Comment by SnowflakeOnIce

2 years ago

There seems to be no such thing as a "private fork" on GitHub in 2024 [1]:

> A fork is a new repository that shares code and visibility settings with the upstream repository. All forks of public repositories are public. You cannot change the visibility of a fork.

[1] https://docs.github.com/en/pull-requests/collaborating-with-...

A fork of a private repo is private. When you make the original repo public, the fork is still a private repo, but the commits can now be accessed by hash.

  • According to the screenshot in the documentation, though, new commits made to the fork will not be accessible by hash. So private feature branches in forks may be accessible via the upstream that was changed to public, if those branches existed at the time the upstream's visibility changed, but new feature branches made after that time won't be accessible.

    • OK but say a company has a private, closed source internal tool, and they want to open-source some part of it. They fork it and start working on cleaning up the history to make it publishable.

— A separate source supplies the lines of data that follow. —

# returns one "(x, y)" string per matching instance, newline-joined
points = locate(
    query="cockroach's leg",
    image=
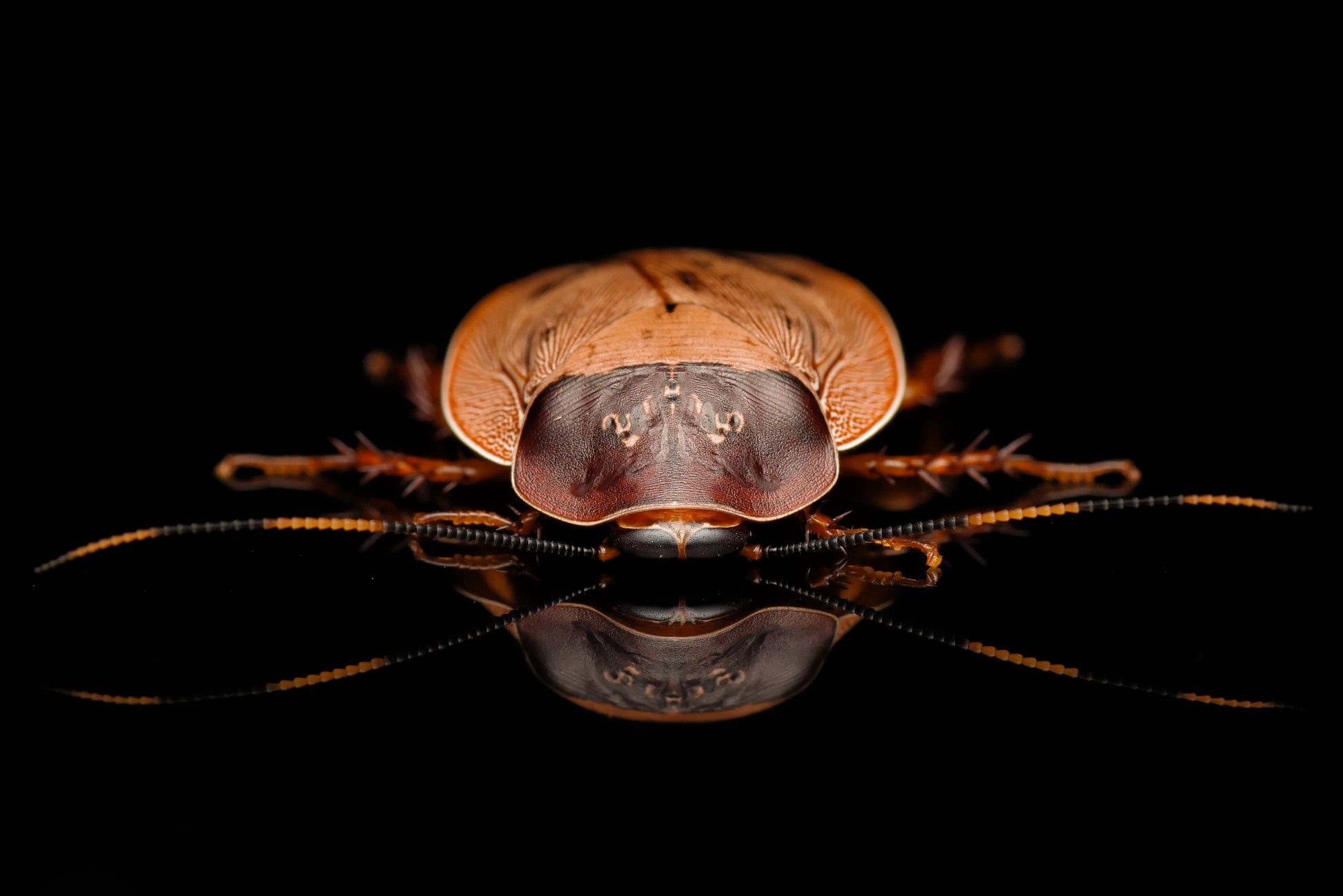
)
(420, 375)
(246, 471)
(822, 526)
(942, 370)
(979, 461)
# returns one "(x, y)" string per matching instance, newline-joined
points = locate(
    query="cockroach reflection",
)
(714, 411)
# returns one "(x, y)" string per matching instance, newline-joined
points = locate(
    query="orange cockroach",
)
(694, 404)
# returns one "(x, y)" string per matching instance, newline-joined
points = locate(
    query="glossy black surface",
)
(1159, 326)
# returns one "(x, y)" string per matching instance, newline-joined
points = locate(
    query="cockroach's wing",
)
(673, 306)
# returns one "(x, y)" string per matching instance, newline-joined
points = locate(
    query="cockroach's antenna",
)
(1019, 659)
(465, 534)
(344, 671)
(896, 535)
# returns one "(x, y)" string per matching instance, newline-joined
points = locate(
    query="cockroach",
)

      After some changes which include deleting sensitive information and proprietary code, and squashing all the history to one commit, they change the repo to public.

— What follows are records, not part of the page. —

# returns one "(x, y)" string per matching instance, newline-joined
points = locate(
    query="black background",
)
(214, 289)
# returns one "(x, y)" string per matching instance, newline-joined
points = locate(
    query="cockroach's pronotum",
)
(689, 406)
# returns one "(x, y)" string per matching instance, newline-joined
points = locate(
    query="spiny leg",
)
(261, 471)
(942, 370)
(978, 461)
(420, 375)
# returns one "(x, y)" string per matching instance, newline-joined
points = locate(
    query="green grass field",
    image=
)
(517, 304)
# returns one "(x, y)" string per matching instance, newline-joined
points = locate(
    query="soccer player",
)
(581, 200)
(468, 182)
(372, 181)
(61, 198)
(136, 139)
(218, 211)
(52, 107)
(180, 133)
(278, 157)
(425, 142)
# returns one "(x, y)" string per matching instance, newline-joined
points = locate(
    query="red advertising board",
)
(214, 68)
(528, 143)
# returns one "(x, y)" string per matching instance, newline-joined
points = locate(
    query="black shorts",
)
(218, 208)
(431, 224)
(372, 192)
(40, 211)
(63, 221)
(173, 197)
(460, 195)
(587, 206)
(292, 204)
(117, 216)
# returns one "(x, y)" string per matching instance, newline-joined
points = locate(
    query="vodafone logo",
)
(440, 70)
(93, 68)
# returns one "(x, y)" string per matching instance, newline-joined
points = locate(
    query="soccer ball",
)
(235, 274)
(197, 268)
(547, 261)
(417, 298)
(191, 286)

      According to this article, any commit on either repo which was made before the 2nd repo was made public, can still be accessed on the public repo.

      11 replies →

Am I the only one who finds this conceptually confusing?

  • Nope, me too. The whole Repo network thing is not User facing at all. It is an internal thing at GitHub to allow easier pull requests between repo's. But it isn't a concept git knows, and it doesn't affect GitHub users at all except for this one weird thing.

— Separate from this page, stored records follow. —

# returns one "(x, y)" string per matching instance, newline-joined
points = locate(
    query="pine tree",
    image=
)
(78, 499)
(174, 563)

Not through the GitHub interface, no. But you can copy all files in a repository and create a new repository. IIRC there's a way to retain the history via this process as well.

  • That’s beside the point. The article is specifically about « GitHub forks » and their shortcomings. It’s unrelated to pushing to distinct repositories not magically ´linked’ by the GH « fork feature ».

  • You can create a private repository on GitHub, clone it locally, add the repo being "forked" from as a separate git remote (I usually call this one "upstream" and my "fork", well, "fork"), fetch and pull from upstream, then push to fork.

  • All you should have to do is just clone the repo locally and then create a blank GitHub repository, set it as the/a remote and push to it.

  • That's not the GitHub concept / almost trademark of "fork" anymore though, which is what your parent was talking about

  • I mean it's git, just git init, git remote add for origin and upstream, origin pointing to your private, git fetch upstream, git push to origin.